Daryl Seager: Absolutely.

So if you feel depressed and that leads you to experience a strong stress sure that’s a psychological phaenomenon?

Daryl Seager: As human-beings are primarily instinctive to survive. And that’s what this stress is basically resolved of. So any situation, it doesn’t matter if it’s work, or starting a new business, or whatever it happens to be, you’ll always assessing this situation as dangerous, it is safe for me? How can I best deal with this particular external stimulus? And that is partly a mental process, and then we have a physiological reaction.

Is that why we drink coffee and eat chocolate to speed ourselves up and make ourselves feel a little more edgy and nervous and so stressed-out in a way that we can react to things faster? Is that possibly?

Simon Scotting: Yes, I think so, what Daryl was saying about this fighter-flight mechanism we sort of take to the lesser brain that we have in our heads. I mean, just coming here today, I was in a taxi and sort of looking at the time and saying: “Oh, its going to close at 11” but I can feel myself really focused actually. One more minute is OK, we are this much further and I’m always actually thinking clearer under that bit of stress.

How easy is to condition people? Should we be conditioned to be able to handle stress? Is it not dangerous?

Daryl Seager: I think being conditioned mentally can have benefits, and it also can have negative consequences. I think it depends in terms of what you are dealing with. Stress exists if we go back to the basics of this fight of flight principle. It protects ourselves. If you are then conditioning yourself not to be afraid of something that might work in particular situation, but you might come across one were that is quite devastating. You might end up hurt or possibly killed. If you talk about wild animals, if you think that the rustling in the bushes is just the wind, is nothing.

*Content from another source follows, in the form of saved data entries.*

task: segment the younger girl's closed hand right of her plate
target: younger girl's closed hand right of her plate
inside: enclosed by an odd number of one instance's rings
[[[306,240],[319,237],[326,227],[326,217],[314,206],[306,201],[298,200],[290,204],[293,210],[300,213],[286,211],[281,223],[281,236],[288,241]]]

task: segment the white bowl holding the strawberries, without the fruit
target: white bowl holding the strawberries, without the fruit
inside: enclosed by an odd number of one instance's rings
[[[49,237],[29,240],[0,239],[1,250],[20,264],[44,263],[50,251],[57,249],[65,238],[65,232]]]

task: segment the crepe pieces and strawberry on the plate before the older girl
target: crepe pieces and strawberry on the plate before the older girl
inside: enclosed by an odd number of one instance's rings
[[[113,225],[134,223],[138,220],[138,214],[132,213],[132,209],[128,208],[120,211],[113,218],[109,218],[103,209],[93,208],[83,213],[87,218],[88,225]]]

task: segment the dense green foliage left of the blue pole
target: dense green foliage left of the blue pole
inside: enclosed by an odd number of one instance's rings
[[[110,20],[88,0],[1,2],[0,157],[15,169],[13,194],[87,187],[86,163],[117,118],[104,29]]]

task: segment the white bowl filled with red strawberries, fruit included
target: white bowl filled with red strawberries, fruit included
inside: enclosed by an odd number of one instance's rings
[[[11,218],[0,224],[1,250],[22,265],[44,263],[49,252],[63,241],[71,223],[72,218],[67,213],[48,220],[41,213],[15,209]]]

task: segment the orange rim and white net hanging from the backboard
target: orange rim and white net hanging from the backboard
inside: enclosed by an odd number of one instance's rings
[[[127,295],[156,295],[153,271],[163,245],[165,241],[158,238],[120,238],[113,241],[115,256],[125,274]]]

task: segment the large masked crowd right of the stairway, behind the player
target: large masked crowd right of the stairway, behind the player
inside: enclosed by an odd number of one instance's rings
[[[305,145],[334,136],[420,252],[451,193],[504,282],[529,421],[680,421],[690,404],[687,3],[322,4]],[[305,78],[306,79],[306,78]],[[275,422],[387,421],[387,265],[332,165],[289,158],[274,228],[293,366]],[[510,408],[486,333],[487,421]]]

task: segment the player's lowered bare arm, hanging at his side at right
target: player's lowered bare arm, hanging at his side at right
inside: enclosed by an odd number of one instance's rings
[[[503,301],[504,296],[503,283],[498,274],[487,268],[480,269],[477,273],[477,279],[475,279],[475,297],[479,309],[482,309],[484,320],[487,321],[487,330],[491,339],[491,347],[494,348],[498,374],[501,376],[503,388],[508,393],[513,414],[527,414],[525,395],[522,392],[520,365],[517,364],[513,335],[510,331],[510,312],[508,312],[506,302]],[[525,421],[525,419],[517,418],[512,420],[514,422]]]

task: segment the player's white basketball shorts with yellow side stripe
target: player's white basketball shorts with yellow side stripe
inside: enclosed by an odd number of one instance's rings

If we are going to war, we might be conditioned, or we are on drugs? I’m talking about Chinese soldiers before the Tiananmen Massacre, lots of undocumented evidence that these guys were given some kind of narcotics to be able to do what they had to do. You can condition people that always don’t experience stress.

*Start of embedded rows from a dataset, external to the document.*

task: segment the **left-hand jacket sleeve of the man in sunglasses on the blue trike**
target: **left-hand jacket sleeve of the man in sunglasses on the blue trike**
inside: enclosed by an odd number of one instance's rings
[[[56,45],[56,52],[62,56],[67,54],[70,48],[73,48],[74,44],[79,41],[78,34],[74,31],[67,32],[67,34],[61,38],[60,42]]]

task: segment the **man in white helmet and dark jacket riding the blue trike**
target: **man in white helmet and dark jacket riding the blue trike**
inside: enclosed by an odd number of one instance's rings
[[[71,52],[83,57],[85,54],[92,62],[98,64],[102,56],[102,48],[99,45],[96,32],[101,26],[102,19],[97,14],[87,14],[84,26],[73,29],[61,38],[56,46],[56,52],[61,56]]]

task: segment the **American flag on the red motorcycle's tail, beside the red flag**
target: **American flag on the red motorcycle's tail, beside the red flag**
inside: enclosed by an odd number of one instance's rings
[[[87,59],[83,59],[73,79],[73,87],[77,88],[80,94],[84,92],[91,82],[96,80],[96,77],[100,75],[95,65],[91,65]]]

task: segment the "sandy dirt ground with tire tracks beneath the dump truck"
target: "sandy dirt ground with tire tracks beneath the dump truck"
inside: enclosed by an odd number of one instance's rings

Daryl Seager: Is not that they don’t experience stress, is that it is suppressed, I think. But it then has quite significant psychological repercussions. They’ve been stories in Africa as well of these child-soldiers and they fed a diet of cocaine and gun-powder with alcohol. The healthiest conclusion is to condition them in a certain way. But then you look at the psychological impact after many years and there are huge amount of traumas. So yes stress can be suppressed.

What do you do when you get stressed?

Daryl Seager: I try to lean into it, I try to figure out what’s causing me stress and if I eliminate that or solve that, that will probably make the stress go away.

So you actually analyze why you’re feeling that, what the causes of this problem are, going back to the cause of the problem and it seems to alleviate it?

Simon Scotting: I think more looking forward in the sense of if I get rid of this or I solve this or I do this that will get id of the stress in the future, so that’s going to motivate me to do something now, is the fact that I’ll get rid of this stress, this feeling that I have. And that’s actually is going to help me.

Looking forward. Is that something that you also do, Daryl? To project forward when there is a situation of great stress?

Daryl Seager: I think it depends on the individual. There are different things that you can do when you are stressed, to avoid it. One of them has two parts: If it is a positive thing, as Simon is saying, is going to spear you on, great!, carry on doing that. If it is having a negative impact, then what you need to do is you need to look and stop what you are doing and look at what’s the root of that stress.